Function: rnfidealreltoabs
Section: number_fields
C-Name: rnfidealreltoabs
Prototype: GG
Help: rnfidealreltoabs(rnf,x): transforms the ideal x from relative to
 absolute representation.
Doc: let $\var{rnf}$ be a relative
 number field extension $L/K$ as output by \kbd{rnfinit} and let $x$ be a
 relative ideal, given as a $\Z_K$-module by a pseudo matrix $[A,I]$.
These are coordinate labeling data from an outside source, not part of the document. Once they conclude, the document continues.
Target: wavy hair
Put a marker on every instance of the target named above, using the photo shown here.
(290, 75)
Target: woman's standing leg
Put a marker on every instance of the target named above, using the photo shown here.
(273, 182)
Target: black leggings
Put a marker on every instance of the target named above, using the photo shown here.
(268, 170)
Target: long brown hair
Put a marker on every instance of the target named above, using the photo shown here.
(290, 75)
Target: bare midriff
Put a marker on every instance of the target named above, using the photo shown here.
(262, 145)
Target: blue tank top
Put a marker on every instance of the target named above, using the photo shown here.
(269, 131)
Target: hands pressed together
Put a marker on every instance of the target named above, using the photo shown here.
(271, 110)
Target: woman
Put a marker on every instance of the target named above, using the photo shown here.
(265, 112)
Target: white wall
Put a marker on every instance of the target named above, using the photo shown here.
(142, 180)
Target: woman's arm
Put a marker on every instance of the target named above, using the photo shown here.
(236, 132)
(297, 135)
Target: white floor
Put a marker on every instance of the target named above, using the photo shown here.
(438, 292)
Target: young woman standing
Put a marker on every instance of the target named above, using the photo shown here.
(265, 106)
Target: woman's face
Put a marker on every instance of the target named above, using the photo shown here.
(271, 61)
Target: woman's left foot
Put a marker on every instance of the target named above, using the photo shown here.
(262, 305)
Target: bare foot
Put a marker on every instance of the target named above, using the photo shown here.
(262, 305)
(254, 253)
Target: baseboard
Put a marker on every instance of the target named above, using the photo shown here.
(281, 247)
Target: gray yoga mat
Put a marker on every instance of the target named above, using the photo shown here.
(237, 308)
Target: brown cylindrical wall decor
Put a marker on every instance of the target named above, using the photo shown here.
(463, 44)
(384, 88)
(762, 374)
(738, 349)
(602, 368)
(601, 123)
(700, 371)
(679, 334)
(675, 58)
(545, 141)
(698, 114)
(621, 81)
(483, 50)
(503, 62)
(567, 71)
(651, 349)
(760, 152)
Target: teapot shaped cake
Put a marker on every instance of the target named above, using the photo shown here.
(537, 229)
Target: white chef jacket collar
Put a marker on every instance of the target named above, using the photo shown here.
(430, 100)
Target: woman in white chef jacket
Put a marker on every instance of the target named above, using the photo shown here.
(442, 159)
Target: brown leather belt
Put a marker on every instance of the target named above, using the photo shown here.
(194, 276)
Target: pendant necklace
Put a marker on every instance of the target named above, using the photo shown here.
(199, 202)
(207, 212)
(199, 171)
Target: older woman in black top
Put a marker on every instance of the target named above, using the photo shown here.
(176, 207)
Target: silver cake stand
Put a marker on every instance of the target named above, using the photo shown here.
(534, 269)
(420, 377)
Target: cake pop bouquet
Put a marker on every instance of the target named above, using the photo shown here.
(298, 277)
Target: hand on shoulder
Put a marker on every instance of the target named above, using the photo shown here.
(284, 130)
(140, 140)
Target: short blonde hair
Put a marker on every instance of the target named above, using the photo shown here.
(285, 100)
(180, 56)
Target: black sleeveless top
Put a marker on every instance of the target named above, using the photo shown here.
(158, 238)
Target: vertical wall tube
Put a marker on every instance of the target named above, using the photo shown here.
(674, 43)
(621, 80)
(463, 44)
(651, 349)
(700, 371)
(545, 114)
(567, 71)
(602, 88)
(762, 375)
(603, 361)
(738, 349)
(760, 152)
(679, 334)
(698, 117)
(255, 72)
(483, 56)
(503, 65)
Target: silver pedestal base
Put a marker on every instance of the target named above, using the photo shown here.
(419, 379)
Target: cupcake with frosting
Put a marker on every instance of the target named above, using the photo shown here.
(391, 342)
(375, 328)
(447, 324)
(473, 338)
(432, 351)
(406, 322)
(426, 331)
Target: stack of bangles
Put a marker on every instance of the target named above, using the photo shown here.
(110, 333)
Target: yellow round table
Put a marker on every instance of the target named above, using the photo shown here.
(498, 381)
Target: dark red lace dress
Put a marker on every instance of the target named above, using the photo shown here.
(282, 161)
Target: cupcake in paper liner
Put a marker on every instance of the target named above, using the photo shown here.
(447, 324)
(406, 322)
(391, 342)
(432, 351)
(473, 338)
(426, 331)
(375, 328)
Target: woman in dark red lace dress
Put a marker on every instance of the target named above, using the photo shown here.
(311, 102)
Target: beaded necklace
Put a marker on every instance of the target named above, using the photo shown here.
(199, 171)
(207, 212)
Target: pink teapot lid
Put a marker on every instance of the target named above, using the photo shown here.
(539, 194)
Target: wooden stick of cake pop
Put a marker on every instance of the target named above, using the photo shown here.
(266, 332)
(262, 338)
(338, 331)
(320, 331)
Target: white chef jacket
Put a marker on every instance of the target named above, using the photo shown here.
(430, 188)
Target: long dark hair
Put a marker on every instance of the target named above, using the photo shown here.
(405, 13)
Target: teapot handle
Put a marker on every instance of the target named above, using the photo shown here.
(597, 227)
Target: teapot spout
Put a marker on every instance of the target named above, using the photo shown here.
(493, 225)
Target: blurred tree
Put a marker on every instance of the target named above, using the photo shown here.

 This function returns the ideal $x$ as an absolute ideal of $L/\Q$ in
 the form of a $\Z$-basis, given by a vector of polynomials (modulo
 \kbd{rnf.pol}).

 The reason why we do not return the customary HNF in terms of a fixed
 $\Z$-basis for $\Z_L$ is precisely that no such basis has been explicitly
 specified. On the other hand, if you already computed an (absolute) \kbd{nf}
 structure \kbd{Labs} associated to $L$, then
 \bprog
   xabs = rnfidealreltoabs(L, x);
   xLabs = mathnf(matalgtobasis(Labs, xabs));
 @eprog\noindent computes a traditional HNF \kbd{xLabs} for $x$ in terms of
 the fixed $\Z$-basis \kbd{Labs.zk}.